Sunday, January 12

Database design for Microservices

History of Microservices - 

A workshop of software architects held near Venice in May 2011 used the term "microservice" to describe what the participants saw as a common architectural style that many of them had been recently exploring.In May 2012, the same group decided on "microservices" as the most appropriate name. James Lewis presented some of those ideas as a case study in March 2012 at 33rd Degree in Kraków in Micro services - Java, the Unix Way as did Fred George about the same time. Adrian Cockcroft, former director for the Cloud Systems at Netflix, described this approach as "fine grained SOA", pioneered the style at web scale, as did many of the others mentioned in this article - Joe Walnes, Dan North, Evan Bottcher and Graham Tackley. <Source : Wikipedia>

Accepted Definition of Microservices - 

Microservices are a software development technique - a variant of the service-oriented architecture (SOA) structural style— that arranges an application as a collection of loosely coupled services. In a microservices architecture, services are fine-grained and the protocols are lightweight.

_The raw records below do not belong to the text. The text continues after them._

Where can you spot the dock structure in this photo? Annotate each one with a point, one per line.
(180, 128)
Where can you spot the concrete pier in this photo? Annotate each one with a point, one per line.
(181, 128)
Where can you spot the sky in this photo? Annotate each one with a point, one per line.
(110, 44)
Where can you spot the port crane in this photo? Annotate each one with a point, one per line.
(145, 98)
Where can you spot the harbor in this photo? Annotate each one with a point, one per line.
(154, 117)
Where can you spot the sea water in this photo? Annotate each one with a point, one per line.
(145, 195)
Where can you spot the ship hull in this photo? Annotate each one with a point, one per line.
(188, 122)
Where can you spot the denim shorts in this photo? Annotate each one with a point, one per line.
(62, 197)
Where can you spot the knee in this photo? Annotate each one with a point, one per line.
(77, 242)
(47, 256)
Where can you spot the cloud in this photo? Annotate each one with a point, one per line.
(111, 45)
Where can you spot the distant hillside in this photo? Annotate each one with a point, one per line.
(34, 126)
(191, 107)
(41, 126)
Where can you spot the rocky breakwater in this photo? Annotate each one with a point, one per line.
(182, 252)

 Database design for Microservices

The main idea behind microservices architecture is that some types of applications become easier to build and maintain when they are broken down into smaller, composable pieces which work together. The main benefit of the microservices architecture is that it improves agility and reduced development time.When you  correctly decompose a system into microservices, you can develop and deploy each microservice independently and in parallel with the other services.

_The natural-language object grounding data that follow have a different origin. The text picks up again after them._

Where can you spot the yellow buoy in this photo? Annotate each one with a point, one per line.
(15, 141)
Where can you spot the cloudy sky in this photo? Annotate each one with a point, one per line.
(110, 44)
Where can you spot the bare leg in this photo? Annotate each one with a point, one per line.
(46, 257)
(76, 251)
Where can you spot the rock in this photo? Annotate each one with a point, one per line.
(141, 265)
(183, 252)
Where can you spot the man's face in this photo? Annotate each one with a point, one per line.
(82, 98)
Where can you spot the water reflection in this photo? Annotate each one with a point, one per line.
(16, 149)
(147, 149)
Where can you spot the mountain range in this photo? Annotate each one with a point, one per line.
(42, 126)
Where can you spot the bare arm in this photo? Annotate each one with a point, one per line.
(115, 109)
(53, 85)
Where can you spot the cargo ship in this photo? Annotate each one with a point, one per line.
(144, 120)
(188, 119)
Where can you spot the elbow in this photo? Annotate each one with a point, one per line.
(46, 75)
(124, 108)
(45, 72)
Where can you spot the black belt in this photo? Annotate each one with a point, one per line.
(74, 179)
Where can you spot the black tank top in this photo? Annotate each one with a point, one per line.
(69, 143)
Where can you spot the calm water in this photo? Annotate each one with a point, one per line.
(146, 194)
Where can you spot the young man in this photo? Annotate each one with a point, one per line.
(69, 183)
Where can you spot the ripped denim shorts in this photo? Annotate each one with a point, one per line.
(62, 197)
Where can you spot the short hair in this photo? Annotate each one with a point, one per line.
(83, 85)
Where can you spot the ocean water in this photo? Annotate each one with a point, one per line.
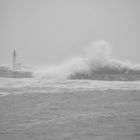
(54, 109)
(42, 85)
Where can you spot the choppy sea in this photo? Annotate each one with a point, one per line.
(9, 86)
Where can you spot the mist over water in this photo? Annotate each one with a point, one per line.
(96, 58)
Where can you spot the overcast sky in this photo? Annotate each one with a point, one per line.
(51, 31)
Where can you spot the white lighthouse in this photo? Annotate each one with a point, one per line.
(14, 60)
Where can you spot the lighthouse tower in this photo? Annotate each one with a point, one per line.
(14, 60)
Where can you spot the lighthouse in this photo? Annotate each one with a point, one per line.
(14, 60)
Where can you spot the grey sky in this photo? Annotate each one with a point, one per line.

In order to be able to independently develop microservices , they must be loosely coupled. Each microservice’s persistent data must be private to that service and only accessible via it’s API . If two or more microservices were to share persistent data then you need to carefully coordinate changes to the data’s schema, which would slow down development.
There are a few different ways to keep a service’s persistent data private. You do not need to provision a database server for each service. For example,  if you are using a relational database then the options are:
  • Private-tables-per-service – each service owns a set of tables that must only be accessed by that service
  • Schema-per-service – each service has a database schema that’s private to that service
  • Database-server-per-service – each service has it’s own database server.
Private-tables-per-service and schema-per-service have the lowest overhead.  Using a schema per service is ideal since it makes ownership clearer. For some applications, it might make sense for database intensive services to have their own database server.
It is a good idea to create barriers that enforce this modularity. You could, for example, assign a different database user id to each service and use a database access control mechanism. Without some kind of barrier to enforce encapsulation, developers will always be tempted to bypass a service’s API and access it’s data directly.It might also make sense to have a polyglot persistence architecture. For each service you choose the type of database that is best suited to that service’s requirements. For example, a service that does text searches could use ElasticSearch. A service that manipulates a social graph could use Neo4j. It might not make sense to use a relational database for every service.
There are some downsides to keeping a service’s persistent data private. Most notably, it can be challenging to implement business transactions that update data owned by multiple services. Rather than using distributed transaction, you typically must use an eventually consistent, event-driven approach to maintain database consistency.
Another problem, is that it is difficult to implement some queries because you can’t do database joins across the data owned by multiple services. Sometimes, you can join the data within a service. In other situations, you will need to use Command Query Responsibility Segregation (CQRS) and maintain denormalizes views.
Another challenge is that  services sometimes need to share data. For example, let’s imagine that several services need access to user profile data. One option is to encapsulate the user profile data with a service, that’s then called by other services. Another option is to use an event-driven mechanism to replicate data to each service that needs it.
In summary,  it is important that each service’s persistent data is private. There are, however,  a few different ways to accomplish this such as a schema-per-service. Some applications benefit from a polyglot persistence architecture that uses a mixture of database types.  A downside of not sharing databases is that maintaining data consistency and implementing queries is more challenging.